Since the orthocenter is the intersection of the altitudes, we know that the altitudes pass through $(3, -1)$.

Step 4: Find the equation of the altitude from C to $L_1$.

The altitude from $C$ has a slope of $-1$ and passes through $(3, -1)$. Therefore, its equation is: $y - (-1) = -1(x - 3)$ $y + 1 = -x + 3$ $y = -x + 2$

Since the altitude from $C$ is perpendicular to $L_1$, the intersection point $C$ must lie on $L_2$ and $L_3$. It also lies on the altitude. The intersection of $L_2$ and the altitude from $C$: $4x - 8 = -x + 2$ $5x = 10$ $x = 2$ $y = -2 + 2 = 0$ So, the coordinates of $C$ are $(2, 0)$.

Step 5: Find the equation of the altitude from B to $L_2$.

The altitude from $B$ has a slope of $-\frac{1}{4}$ and passes through $(3, -1)$. Therefore, its equation is: $y - (-1) = -\frac{1}{4}(x - 3)$ $y + 1 = -\frac{1}{4}x + \frac{3}{4}$ $y = -\frac{1}{4}x - \frac{1}{4}$

Since the altitude from $B$ is perpendicular to $L_2$, the intersection point $B$ must lie on $L_1$ and $L_3$. It also lies on the altitude. The intersection of $L_1$ and the altitude from $B$: $x + 1 = -\frac{1}{4}x - \frac{1}{4}$ $\frac{5}{4}x = -\frac{5}{4}$ $x = -1$ $y = -1 + 1 = 0$ So, the coordinates of $B$ are $(-1, 0)$.

Step 6: Find the equation of $L_3$.

Since $L_3$ passes through points $B(-1, 0)$ and $C(2, 0)$, its equation is simply $y=0$. Comparing this to $y = mx + c$, we have $m=0$ and $c=0$. Therefore, $m-c = 0-0 = 0$.

Step 7: Verify that the orthocenter lies on the altitude from A.
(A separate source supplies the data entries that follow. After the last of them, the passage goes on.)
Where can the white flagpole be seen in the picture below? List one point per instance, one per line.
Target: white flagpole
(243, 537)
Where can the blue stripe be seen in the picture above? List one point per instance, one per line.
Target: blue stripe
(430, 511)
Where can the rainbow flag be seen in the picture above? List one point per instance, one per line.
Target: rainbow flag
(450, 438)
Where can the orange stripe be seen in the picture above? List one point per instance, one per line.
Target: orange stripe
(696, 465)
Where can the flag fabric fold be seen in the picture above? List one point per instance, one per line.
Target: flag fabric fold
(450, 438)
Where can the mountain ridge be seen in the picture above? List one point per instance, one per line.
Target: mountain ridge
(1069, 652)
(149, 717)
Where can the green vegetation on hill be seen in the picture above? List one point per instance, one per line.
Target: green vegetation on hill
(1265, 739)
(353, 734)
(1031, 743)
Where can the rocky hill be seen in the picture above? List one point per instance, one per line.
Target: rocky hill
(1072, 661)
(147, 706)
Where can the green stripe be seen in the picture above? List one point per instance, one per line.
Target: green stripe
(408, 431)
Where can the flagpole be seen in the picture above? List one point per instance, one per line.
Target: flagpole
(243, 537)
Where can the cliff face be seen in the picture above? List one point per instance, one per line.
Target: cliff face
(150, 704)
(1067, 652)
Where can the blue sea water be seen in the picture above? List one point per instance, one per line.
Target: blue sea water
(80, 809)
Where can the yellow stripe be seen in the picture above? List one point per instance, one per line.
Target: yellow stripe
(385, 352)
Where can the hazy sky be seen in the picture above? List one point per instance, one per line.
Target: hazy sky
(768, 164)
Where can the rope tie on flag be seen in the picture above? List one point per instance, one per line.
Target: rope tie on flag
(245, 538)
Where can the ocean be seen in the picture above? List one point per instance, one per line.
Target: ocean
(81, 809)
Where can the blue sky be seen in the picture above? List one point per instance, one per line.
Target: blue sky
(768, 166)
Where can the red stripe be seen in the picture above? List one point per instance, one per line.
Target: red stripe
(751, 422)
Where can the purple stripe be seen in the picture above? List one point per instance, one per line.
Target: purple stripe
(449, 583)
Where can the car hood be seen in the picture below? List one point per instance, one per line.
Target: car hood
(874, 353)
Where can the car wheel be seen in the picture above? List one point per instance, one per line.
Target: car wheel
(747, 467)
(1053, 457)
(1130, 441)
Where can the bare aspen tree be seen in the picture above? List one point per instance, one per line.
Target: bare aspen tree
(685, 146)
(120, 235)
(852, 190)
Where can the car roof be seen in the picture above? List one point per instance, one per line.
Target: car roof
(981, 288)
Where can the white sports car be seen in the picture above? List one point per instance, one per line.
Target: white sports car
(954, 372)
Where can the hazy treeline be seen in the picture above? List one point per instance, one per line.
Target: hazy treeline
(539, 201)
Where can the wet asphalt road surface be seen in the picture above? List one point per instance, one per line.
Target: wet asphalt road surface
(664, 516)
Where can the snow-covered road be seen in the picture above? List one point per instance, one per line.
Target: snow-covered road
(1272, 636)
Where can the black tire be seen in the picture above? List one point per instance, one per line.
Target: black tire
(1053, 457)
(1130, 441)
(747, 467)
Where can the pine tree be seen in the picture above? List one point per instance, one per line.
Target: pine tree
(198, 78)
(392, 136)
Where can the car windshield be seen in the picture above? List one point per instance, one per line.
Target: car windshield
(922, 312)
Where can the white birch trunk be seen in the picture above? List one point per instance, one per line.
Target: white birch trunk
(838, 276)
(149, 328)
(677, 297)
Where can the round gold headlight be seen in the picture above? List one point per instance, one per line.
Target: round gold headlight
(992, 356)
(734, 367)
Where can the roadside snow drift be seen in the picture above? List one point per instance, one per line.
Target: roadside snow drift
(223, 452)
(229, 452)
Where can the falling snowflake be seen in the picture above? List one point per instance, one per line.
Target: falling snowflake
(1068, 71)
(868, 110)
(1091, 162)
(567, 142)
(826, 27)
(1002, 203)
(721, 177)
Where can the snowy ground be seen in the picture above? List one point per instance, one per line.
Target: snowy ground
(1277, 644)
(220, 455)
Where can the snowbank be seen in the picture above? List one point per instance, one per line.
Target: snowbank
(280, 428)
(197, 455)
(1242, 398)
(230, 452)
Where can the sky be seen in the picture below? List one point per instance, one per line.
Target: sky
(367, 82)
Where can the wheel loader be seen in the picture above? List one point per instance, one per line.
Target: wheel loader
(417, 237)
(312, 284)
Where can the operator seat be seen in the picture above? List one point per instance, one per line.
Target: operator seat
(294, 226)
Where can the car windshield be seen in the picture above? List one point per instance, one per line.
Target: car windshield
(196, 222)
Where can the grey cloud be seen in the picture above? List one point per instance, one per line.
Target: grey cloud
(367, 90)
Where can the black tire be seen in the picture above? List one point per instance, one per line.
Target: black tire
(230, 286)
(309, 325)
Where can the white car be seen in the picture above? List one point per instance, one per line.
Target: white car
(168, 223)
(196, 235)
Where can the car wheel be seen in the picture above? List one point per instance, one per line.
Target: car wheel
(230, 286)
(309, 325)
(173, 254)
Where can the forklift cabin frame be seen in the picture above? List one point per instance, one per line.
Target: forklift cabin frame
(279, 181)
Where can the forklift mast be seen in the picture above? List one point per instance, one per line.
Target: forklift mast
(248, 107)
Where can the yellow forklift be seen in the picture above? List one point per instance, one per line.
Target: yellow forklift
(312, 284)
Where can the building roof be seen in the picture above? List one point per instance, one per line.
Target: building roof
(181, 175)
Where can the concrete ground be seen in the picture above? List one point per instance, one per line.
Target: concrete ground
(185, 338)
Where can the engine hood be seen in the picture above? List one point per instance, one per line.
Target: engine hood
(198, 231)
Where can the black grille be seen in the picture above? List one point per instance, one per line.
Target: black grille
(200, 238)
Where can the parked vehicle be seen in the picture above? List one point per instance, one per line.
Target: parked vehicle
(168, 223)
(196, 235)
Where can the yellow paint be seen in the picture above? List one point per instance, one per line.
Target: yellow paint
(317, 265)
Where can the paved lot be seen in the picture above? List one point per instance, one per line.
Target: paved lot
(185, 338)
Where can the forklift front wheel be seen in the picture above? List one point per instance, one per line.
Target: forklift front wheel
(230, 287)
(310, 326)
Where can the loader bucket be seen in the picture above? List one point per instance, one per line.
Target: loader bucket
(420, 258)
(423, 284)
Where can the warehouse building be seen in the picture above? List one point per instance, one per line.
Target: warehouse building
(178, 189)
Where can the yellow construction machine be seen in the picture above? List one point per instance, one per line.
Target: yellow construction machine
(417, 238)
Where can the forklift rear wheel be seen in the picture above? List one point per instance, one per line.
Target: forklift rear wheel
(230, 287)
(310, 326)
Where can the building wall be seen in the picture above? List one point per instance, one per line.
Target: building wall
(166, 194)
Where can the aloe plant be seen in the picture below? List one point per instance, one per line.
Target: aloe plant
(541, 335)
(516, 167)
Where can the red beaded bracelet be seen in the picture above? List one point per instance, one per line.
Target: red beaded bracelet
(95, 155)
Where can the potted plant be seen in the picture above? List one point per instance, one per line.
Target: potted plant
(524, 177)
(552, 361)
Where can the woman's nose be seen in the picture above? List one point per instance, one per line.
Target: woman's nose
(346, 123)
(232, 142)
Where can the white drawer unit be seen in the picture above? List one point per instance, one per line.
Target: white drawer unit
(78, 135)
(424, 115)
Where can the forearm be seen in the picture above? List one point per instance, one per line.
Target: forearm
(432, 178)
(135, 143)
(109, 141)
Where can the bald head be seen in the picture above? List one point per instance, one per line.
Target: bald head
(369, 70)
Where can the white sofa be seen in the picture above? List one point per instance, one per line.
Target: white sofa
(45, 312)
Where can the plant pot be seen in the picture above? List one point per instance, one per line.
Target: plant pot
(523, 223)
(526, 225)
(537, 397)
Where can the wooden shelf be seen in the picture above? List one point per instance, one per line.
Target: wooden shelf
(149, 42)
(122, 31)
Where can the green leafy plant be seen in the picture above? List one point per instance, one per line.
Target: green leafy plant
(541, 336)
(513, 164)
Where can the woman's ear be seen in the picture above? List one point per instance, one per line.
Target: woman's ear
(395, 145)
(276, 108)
The vertex A is found by intersecting $L_1$ and $L_2$: $x+1 = 4x-8$ $3x = 9$ $x=3$ $y=3+1=4$ So $A = (3,4)$.

The altitude from A has slope $-\frac{1}{m}$, which is undefined since $m=0$. This means the altitude from A is a vertical line $x=3$. Since the orthocenter is $(3,-1)$, it indeed lies on this altitude.

Common Mistakes & Tips

• Be careful when calculating the slopes of perpendicular lines. The product of their slopes must be -1.
• Remember that the orthocenter lies on the altitudes, not necessarily on the sides of the triangle.
• When dealing with vertical or horizontal lines, remember that their slopes are undefined or zero, respectively.

Summary

We found the equations of the altitudes from two vertices and used them to determine the coordinates of those vertices. The coordinates of vertices B and C directly gave us the equation of the third side $L_3$ as $y=0$. Thus, $m=0$ and $c=0$ and $m-c = 0$.

Final Answer The final answer is \boxed{0}, which corresponds to option (A).